The first 10000 or so blocks only had 7 nodes. We need to take these into account when we see how many blocks may be rejected due to not consensing if the timestamp delta is too great.

In [None]:
df_copy = df.copy()
mad = np.abs(pandas_deviation).mean()
df_copy[np.abs(pandas_deviation) >= 3 * mad] = np.nan
time_consensed_nodes = df_copy.count(axis=1)
print((time_consensed_nodes < 8).sum())
print(((time_consensed_nodes < 8).sum() - (consensed_nodes < 8).sum()) / len(time_consensed_nodes))

It looks like throwing out the outliers results in 80,000 blocks that would have been rejected. Doing the math it
appears that this is a 4% failure rate. Let us plot and see what the new time delta looks like.

In [None]:
new_max = df_copy.max(axis=1)
new_min = df_copy.min(axis=1)
new_delta = new_max - new_min
new_fig = px.line(new_delta)
new_fig.update_layout(
    xaxis_title='Block',
    yaxis_title='Timestamp delta(s)',
    showlegend=False,
)

new_fig.show()


We can see now that the nodes are all within 3 seconds of each other.

The logic to determine which outliers to remove used the magic number `3`
```python
df_copy[np.abs(pandas_deviation) >= 3 * mad] = np.nan
```
We can increase this value to increase the allowed time delta, to get a better idea of how many blocks would be rejected in each instance.

Another curiosity is if we've always been increasing in node timestamps or if there are ones that have stayed the same
or gone backward.
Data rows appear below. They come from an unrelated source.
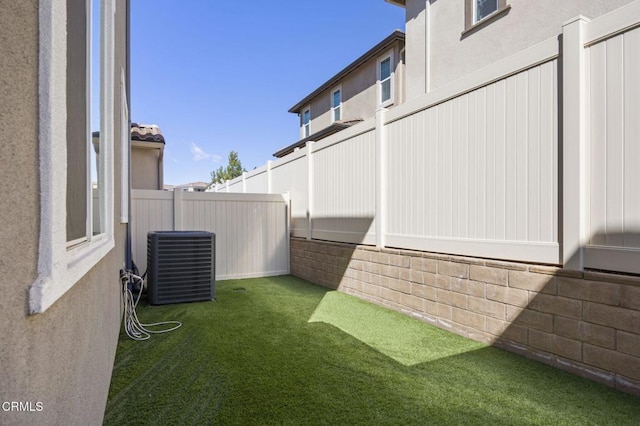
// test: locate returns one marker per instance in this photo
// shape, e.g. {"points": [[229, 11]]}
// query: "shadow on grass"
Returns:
{"points": [[253, 357]]}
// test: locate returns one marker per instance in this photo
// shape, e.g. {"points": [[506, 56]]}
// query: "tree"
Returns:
{"points": [[233, 170]]}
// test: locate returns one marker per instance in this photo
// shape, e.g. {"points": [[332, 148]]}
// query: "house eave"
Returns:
{"points": [[401, 3], [319, 135], [397, 35]]}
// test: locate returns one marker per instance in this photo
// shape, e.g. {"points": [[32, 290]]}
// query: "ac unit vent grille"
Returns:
{"points": [[181, 266]]}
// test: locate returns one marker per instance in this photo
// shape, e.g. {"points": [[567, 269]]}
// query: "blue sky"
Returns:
{"points": [[218, 76]]}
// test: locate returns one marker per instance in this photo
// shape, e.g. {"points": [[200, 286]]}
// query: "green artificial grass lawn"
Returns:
{"points": [[283, 351]]}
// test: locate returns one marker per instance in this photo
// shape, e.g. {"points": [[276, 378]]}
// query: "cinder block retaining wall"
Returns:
{"points": [[587, 323]]}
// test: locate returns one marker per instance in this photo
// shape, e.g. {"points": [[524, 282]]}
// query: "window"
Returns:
{"points": [[478, 11], [84, 195], [306, 120], [385, 80], [336, 104], [483, 8], [76, 163]]}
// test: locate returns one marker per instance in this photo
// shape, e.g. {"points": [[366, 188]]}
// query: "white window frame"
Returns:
{"points": [[471, 7], [390, 55], [60, 267], [334, 107], [125, 149], [305, 128]]}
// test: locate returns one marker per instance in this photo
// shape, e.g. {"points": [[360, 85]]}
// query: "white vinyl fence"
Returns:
{"points": [[484, 166], [252, 230]]}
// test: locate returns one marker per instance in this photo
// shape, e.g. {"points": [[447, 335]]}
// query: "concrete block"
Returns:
{"points": [[487, 274], [557, 345], [453, 269], [613, 361], [585, 332], [534, 282], [592, 291], [557, 305], [612, 316]]}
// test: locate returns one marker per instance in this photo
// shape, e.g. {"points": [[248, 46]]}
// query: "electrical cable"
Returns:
{"points": [[132, 325]]}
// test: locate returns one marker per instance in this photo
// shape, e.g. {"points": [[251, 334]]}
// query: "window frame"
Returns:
{"points": [[61, 266], [470, 14], [387, 55], [334, 107], [305, 128]]}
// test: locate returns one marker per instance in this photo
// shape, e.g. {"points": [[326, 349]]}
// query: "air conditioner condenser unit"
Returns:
{"points": [[181, 266]]}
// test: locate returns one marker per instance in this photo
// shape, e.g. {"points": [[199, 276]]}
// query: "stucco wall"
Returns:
{"points": [[63, 357], [359, 93], [452, 55]]}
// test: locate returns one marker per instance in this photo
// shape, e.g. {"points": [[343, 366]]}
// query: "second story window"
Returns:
{"points": [[385, 80], [306, 119], [483, 8], [478, 12], [336, 104]]}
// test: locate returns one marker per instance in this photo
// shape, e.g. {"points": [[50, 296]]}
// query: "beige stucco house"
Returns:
{"points": [[372, 81], [60, 291], [147, 156], [447, 40]]}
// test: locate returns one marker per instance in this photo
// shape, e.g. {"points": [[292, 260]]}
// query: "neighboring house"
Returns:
{"points": [[372, 81], [147, 152], [192, 187], [498, 193], [447, 40], [60, 294]]}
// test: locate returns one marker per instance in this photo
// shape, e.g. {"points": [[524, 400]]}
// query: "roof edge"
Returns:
{"points": [[394, 36], [401, 3]]}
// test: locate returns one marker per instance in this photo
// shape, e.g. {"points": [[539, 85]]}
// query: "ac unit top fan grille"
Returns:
{"points": [[181, 266]]}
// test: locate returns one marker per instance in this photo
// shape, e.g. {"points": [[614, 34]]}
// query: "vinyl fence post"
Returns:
{"points": [[177, 210], [381, 178], [574, 147], [309, 190]]}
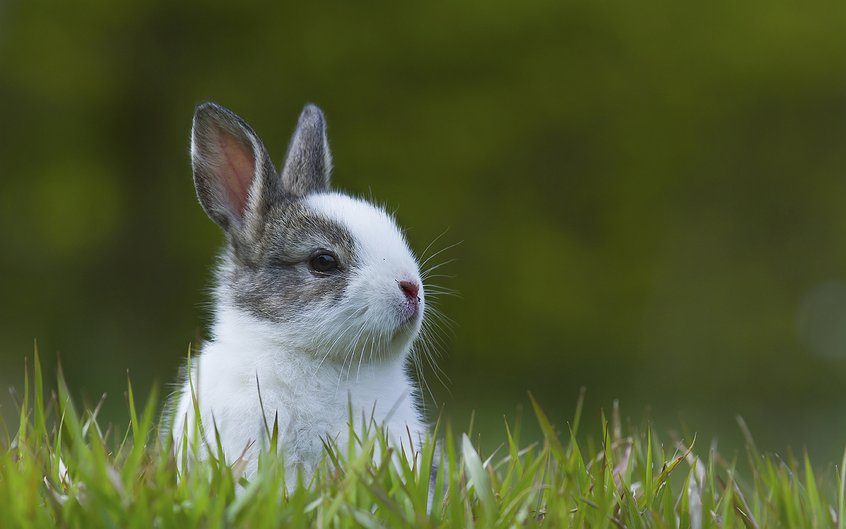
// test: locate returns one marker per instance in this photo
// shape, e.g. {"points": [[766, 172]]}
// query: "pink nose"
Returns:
{"points": [[410, 289]]}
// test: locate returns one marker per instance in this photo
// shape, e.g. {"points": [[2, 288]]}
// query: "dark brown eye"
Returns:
{"points": [[323, 262]]}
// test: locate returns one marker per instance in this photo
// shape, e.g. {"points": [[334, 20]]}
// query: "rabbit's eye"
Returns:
{"points": [[323, 262]]}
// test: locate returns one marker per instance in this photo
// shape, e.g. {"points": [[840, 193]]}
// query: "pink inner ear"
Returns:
{"points": [[237, 168]]}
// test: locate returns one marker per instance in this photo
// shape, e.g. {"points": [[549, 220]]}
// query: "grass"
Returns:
{"points": [[59, 467]]}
Fog reports the minimum timestamp, so we can diff all of those.

In [None]:
subsequent_timestamp_differences = min_time.diff()
print(subsequent_timestamp_differences.min())
print(subsequent_timestamp_differences[subsequent_timestamp_differences <= 0].count())
subsequent_fig = px.line(subsequent_timestamp_differences)
subsequent_fig.update_layout(
    xaxis_title='Block',
    yaxis_title='Timestamp delta(s)',
    showlegend=False,
)

subsequent_fig.show()


It looks like we've never gone backwards in time, but we've had some blocks that occurred in the same second.